HCV-GLUE is a case study GLUE resource for hepatitis C virus (HCV). It includes an interactive public web application providing sequence analysis in the form of a maximum-likelihood-based genotyping method, antiviral resistance detection and graphical sequence visualisation. HCV sequence data from GenBank is categorised and stored in a large-scale sequence alignment which is accessible via web-based queries. Whereas this web resource provides a range of basic functionality, the underlying GLUE project can also be downloaded and extended by bioinformaticians addressing more advanced questions.
GLUE can be used to rapidly develop virus sequence data resources with public health, research and clinical applications. This streamlined approach, with its focus on reuse, will help realise the full value of virus sequence data.
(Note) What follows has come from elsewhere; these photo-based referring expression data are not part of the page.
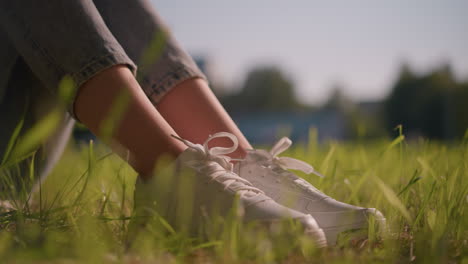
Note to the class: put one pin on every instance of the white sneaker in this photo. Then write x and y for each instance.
(268, 172)
(204, 185)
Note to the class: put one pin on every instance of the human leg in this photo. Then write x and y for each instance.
(140, 129)
(194, 112)
(172, 81)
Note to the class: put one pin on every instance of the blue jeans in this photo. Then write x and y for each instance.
(42, 42)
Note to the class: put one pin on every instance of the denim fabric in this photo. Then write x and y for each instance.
(43, 41)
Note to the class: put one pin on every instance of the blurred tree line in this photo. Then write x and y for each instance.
(432, 105)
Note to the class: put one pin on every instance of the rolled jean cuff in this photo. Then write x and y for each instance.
(96, 66)
(164, 84)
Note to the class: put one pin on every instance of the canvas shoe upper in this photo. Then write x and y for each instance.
(203, 184)
(268, 172)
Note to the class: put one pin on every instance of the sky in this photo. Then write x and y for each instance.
(358, 45)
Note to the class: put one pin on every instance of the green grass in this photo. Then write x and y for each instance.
(81, 212)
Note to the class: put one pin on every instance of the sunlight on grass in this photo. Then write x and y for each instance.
(86, 207)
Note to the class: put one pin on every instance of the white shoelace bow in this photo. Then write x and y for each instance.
(287, 162)
(213, 157)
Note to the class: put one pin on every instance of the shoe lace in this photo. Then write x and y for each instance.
(286, 163)
(215, 163)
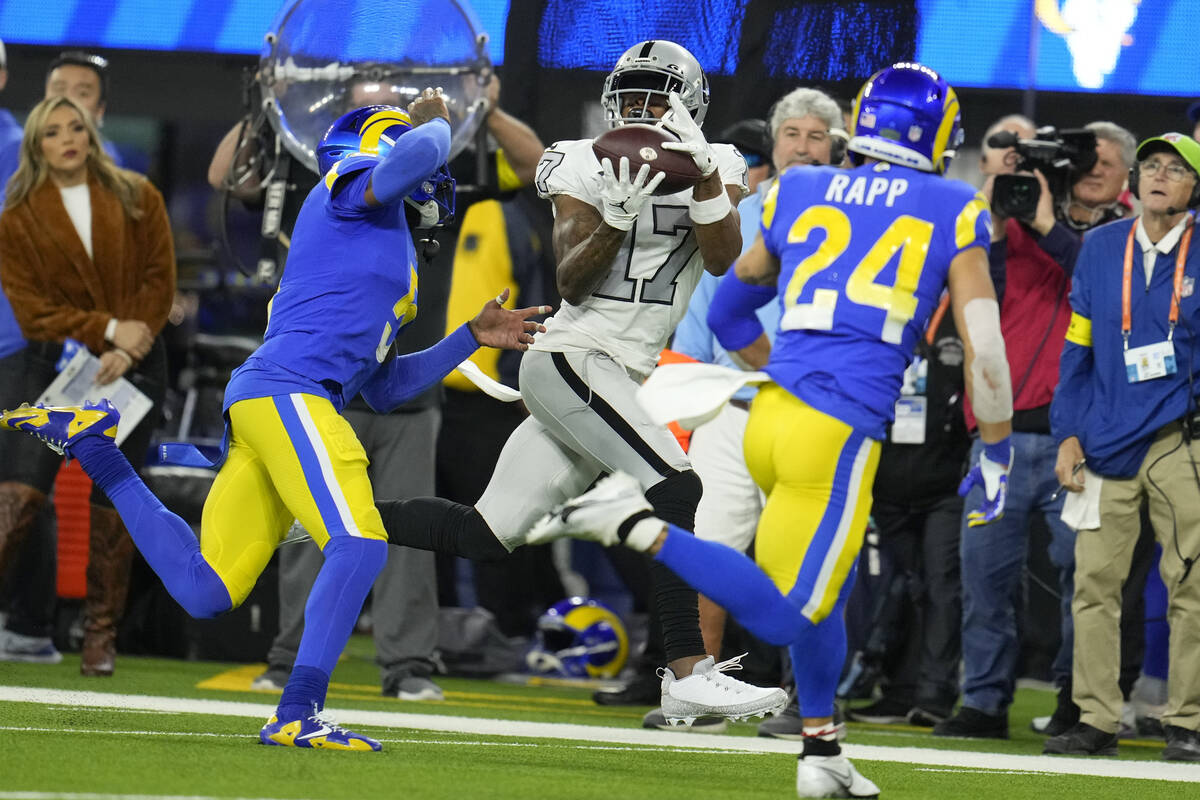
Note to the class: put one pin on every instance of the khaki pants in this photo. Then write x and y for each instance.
(1102, 565)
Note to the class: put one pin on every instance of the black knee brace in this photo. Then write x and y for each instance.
(675, 498)
(675, 501)
(441, 525)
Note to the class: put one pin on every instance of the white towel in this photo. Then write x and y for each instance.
(691, 394)
(1081, 510)
(491, 388)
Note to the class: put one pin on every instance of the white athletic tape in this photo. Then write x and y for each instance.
(691, 394)
(991, 385)
(714, 209)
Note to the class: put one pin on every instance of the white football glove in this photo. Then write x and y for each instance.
(623, 198)
(691, 139)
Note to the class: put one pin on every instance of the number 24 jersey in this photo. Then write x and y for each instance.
(864, 256)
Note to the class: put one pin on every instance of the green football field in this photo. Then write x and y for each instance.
(189, 729)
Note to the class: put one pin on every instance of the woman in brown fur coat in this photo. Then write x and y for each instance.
(85, 253)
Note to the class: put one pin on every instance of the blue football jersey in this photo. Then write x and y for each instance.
(348, 288)
(864, 256)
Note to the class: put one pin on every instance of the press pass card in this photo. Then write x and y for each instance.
(77, 385)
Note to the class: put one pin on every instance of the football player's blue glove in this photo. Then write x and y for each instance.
(990, 474)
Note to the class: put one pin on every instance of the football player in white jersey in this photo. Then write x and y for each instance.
(628, 262)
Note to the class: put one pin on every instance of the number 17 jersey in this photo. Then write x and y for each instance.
(646, 290)
(864, 256)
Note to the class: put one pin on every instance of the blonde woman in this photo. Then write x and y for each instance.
(85, 253)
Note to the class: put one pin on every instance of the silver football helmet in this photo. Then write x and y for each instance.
(654, 67)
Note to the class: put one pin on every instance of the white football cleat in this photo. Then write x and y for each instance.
(831, 776)
(599, 516)
(709, 691)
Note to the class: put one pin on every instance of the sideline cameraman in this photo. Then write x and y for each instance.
(1032, 259)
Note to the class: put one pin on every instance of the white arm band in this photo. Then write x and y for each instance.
(991, 385)
(714, 209)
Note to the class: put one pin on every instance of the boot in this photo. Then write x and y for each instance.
(109, 557)
(19, 504)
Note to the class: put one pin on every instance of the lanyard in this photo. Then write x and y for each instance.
(1180, 260)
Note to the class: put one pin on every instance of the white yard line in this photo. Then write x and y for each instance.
(558, 731)
(90, 795)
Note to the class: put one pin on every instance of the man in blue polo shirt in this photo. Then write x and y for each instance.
(1125, 415)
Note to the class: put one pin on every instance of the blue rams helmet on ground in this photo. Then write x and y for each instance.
(579, 637)
(909, 115)
(372, 131)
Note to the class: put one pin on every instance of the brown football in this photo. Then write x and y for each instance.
(642, 144)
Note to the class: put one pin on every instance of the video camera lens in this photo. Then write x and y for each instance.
(1017, 196)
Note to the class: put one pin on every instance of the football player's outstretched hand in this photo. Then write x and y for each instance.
(623, 197)
(691, 139)
(430, 104)
(508, 330)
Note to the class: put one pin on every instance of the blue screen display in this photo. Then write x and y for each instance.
(1109, 46)
(199, 25)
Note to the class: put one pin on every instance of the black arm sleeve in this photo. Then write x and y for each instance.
(997, 260)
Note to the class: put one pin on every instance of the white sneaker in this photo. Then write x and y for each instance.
(30, 649)
(599, 513)
(654, 719)
(709, 691)
(831, 776)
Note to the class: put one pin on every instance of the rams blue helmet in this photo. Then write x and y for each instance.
(372, 131)
(579, 637)
(909, 115)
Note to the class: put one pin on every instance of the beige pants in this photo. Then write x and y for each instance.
(1102, 565)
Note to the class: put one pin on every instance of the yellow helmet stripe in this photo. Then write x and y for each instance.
(949, 112)
(373, 127)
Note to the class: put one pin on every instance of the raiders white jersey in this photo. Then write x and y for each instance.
(646, 293)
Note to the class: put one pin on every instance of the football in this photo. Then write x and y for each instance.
(642, 144)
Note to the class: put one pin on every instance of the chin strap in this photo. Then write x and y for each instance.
(429, 212)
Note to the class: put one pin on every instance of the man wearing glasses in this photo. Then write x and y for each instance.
(1126, 420)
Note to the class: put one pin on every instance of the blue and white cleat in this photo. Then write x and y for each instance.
(317, 731)
(60, 427)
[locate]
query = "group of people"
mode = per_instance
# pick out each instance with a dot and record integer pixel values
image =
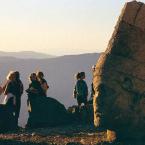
(13, 90)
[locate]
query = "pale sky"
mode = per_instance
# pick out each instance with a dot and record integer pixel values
(57, 27)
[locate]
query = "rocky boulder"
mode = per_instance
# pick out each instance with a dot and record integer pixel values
(119, 77)
(45, 112)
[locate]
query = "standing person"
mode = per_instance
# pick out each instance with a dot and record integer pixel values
(43, 82)
(81, 90)
(9, 92)
(35, 90)
(18, 93)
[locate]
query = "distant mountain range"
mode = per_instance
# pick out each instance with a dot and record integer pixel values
(25, 55)
(59, 73)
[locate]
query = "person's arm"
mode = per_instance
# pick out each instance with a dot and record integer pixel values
(7, 88)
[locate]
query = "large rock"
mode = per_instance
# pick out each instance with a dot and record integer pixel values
(45, 112)
(119, 78)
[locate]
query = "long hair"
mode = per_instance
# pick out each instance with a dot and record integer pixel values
(10, 76)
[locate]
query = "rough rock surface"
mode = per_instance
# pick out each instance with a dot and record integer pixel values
(119, 77)
(46, 111)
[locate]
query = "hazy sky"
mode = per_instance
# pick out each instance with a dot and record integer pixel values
(57, 27)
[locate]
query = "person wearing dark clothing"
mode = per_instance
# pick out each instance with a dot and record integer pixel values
(43, 82)
(35, 86)
(18, 93)
(9, 92)
(81, 90)
(35, 90)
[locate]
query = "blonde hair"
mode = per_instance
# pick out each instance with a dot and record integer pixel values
(10, 75)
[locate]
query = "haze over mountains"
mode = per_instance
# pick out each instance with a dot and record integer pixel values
(25, 55)
(59, 72)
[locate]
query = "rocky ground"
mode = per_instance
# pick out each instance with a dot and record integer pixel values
(64, 135)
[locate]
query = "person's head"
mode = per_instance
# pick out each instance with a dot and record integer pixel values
(82, 75)
(77, 76)
(33, 77)
(39, 74)
(11, 76)
(17, 75)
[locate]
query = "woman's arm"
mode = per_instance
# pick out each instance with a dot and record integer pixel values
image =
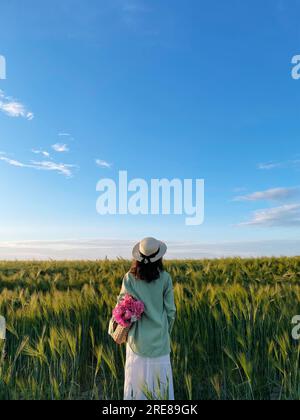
(123, 292)
(169, 303)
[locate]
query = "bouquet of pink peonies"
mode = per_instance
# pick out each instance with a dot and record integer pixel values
(128, 311)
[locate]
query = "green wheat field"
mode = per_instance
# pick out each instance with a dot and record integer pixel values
(232, 338)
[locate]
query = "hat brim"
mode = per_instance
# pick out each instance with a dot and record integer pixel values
(162, 251)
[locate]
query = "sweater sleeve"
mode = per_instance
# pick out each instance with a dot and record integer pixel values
(169, 303)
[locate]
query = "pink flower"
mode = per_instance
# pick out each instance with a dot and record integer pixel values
(128, 311)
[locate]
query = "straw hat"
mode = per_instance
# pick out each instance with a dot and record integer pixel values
(149, 250)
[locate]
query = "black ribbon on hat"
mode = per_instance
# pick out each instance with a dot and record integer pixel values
(147, 260)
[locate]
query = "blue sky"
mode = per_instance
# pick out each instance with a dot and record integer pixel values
(195, 89)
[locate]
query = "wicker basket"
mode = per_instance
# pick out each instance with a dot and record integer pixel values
(120, 334)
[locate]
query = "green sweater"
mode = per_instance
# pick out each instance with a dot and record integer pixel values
(150, 336)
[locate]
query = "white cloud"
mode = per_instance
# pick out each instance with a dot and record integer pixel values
(283, 216)
(60, 168)
(60, 148)
(289, 164)
(275, 194)
(103, 164)
(13, 162)
(41, 152)
(14, 108)
(101, 248)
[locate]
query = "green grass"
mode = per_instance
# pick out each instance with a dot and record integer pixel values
(232, 337)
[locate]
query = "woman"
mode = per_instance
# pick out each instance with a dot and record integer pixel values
(148, 371)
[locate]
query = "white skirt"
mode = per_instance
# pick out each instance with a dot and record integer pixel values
(148, 378)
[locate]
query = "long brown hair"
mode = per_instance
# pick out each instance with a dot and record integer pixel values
(147, 272)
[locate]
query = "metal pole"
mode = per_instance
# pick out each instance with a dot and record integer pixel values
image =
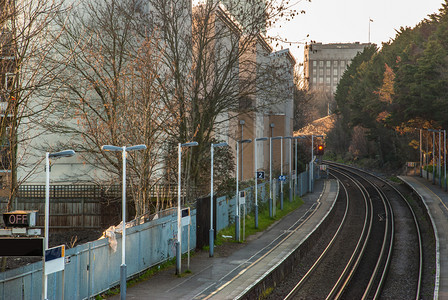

病毒基因组序列的数量不断增加,为我们提供了新的科学见解,并指导我们应对疫情和爆发。为了便于解释,此类数据必须在可扩展的计算资源中进行组织和处理,这些资源包含病毒学专业知识。GLUE(通过潜在进化联系的基因)是一个用于构建此类资源的数据中心型生物信息学环境。GLUE 核心数据模式沿着进化线组织序列数据,不仅捕获核苷酸数据,还捕获了诸如比对、基因型定义、基因组注释和基序等相关项。其灵活的设计强调了它对不同病毒的适用性以及在研究、临床或公共卫生环境中的不同需求。
HCV-GLUE 是针对丙型肝炎病毒(HCV)的案例研究 GLUE 资源。它包括一个交互式公共网络应用程序,以基于最大似然的基因分型方法、抗病毒药物耐药性检测和图形序列可视化的形式提供序列分析。来自 GenBank 的 HCV 序列数据经过分类和存储在大规模序列比对中,可以通过基于网络的查询访问。虽然这个网络资源提供了一系列基本功能,但底层的 GLUE 项目也可以被生物信息学家下载和扩展,以解决更高级的问题。
GLUE 可用于快速开发具有公共卫生、研究和临床应用的病毒序列数据资源。这种简化的方法侧重于重用,将有助于充分发挥病毒序列数据的价值。